Filming atop of Borneo’s Mount Kinabalu, one of the highest peaks in South East Asia, the Wonders of the Monsoon team took an efficient and sustainable approach to the shoot with efficient equipment, power provision and crew transport.

Filming at numerous locations on the mountain, from the summit to the dense rainforest, they were keen to avoid the use of traditional portable generators which can chug upwards of 10 litres of petrol a day. Grid power is often the most carbon friendly supply of power but the closest source was a lodge halfway up the ascent, this itself an offshoot from the village at the mountain base. The team rigged up a charging station in the lodge and relayed v-lock batteries to and fro with mountain guides who were making the journey on a daily basis. So, powered by the grid and transported in a human relay; constant power was supplied to the camera, the offloading station and the rushes were safely ingested into the adapted MacBook with a specially modified charging unit powered by camera batteries.
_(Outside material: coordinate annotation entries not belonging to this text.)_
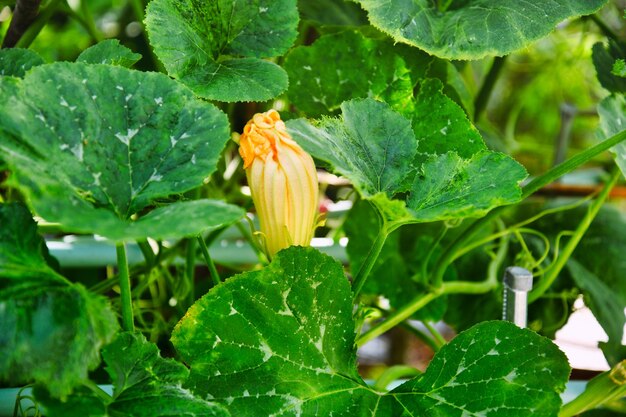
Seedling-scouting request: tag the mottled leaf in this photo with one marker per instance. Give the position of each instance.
(605, 57)
(16, 61)
(371, 145)
(462, 29)
(51, 330)
(92, 145)
(145, 385)
(450, 186)
(216, 47)
(361, 67)
(279, 341)
(110, 52)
It is possible to stretch innovative power solutions further when coupling them with efficient devises. The Monsoon team used six Z-96 LED light panels for the opening of a rafflesia flower, a 5 day time-lapse sequence, also charged from the v-lock relay.

Dwarfing the carbon savings listed above however, the Monsoon team found reliable and proficient local crew, combined multiple shoots into single trips and partnered with other BBC productions to reduce its travel footprint considerably. This made it possible to shoot 7 sequences in a single shoot, greatly reduce the overall number of international trips needed, and also to use local expertise to capture footage at short notice.

Across 6 shoots using international cameramen the team saved upwards of 100 tonnes of CO₂ by avoiding baggage transport and crew travel. On the Borneo shoot they saved 56 tonnes of Carbon by only travelling once instead of three times. And by not using a generator on the mountain they saved 100 litres of petrol – enough to get them from Bristol to Edinburgh and back.